The 2020 Presidential Transition Enhancement Act codifies the practice of previous transition teams implementing ethics plans that include provisions relating to classified information, lobbying, foreign agents and conflicts of interest. And once taking office, recent presidents have issued executive orders with ethics rules that govern executive branch appointee interactions with the public, provide for transparency and ensure coherence with laws regarding lobbying. If an individual is appointed to a position in a department, they must also abide by ethics rules issued by their own ethics division. 

President Joe Biden’s transition team and his administration both issued ethics requirements and made them publicly available. While each plan centers on ensuring high ethical standards, there are differences which reflect the distinctions between serving on a transition team and serving in public office.

The Biden transition ethics plan called on staff members not to misuse their positions for personal benefit. It also emphasized safeguarding classified information and protecting the reputations of Biden, his running mate, Sen. Kamala Harris, and other top transition officials. The administration’s ethics pledge emphasizes restoring and maintaining public trust in government by focusing on preventing or resolving conflicts of interest.

Some of the differences in Biden’s two ethics requirements include:  

  • The transition ethics plan had a lobbying restriction of one year while the administration’s pledge has a two-year prohibition.
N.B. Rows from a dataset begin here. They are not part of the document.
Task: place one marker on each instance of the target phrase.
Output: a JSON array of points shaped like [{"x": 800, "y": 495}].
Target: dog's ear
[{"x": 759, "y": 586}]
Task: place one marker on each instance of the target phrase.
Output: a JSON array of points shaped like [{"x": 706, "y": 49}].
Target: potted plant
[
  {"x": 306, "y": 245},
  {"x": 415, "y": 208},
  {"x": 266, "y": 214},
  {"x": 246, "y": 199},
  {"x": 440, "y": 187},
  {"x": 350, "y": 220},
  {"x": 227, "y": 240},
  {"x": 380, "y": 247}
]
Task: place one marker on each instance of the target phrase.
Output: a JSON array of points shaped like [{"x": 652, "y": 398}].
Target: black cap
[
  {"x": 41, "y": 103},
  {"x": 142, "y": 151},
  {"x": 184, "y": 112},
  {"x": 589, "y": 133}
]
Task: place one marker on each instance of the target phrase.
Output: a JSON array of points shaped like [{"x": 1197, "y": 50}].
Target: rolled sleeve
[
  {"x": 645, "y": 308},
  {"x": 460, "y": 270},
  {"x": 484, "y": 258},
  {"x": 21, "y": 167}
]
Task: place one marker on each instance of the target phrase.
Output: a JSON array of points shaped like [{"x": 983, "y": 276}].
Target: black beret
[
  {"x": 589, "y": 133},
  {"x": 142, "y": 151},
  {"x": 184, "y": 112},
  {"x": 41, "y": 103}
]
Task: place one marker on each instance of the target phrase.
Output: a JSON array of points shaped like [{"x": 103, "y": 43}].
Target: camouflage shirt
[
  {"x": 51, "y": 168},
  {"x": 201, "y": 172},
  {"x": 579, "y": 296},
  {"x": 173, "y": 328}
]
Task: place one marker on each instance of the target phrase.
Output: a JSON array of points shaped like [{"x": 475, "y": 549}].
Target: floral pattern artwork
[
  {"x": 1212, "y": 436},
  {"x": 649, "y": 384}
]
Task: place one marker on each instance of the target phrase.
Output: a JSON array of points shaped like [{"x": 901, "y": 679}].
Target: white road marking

Both the administration’s and the transition’s ethics rules include provisions barring individuals from engaging in matters they worked on as lobbyists or as foreign agents, but for different periods of time.
  • The transition ethics plan included provisions regarding disclosure of nonpublic information while the administration pledge has no such provision. Transition team members were required to obtain authorization before seeking access to nonpublic information and pledge to not use such information for personal gain.
  • The transition ethics plan restricted team members from promoting their work in marketing materials during and for 12 months after their service.The administration’s ethics pledge does not include the same requirement. However, it states that appointees should not use their positions for personal gain and advises them to avoid using or appearing to use their government position for private benefit.
  • The transition plan restricts team members, their spouses and minor children from buying or selling individual stocks unless they get approval from the general counsel. Officials in presidentially-appointed positions requiring Senate confirmation are required to follow rules issued by the Office of Government Ethics regarding divestiture of investments and other financial interests.
  • The transition plan stated that team members could not make any representations on behalf of Biden or then-Senator Kamala Harris, their designees, or transition team officials without authorization.The administration ethics pledge does not mention this matter.

The goal of ethics agreements for a transition team and an administration is to ensure accountability and integrity among those serving in these institutions. Individuals serving on presidential transitions and in government must understand and follow all ethics rules to ensure their work is transparent and in the public interest.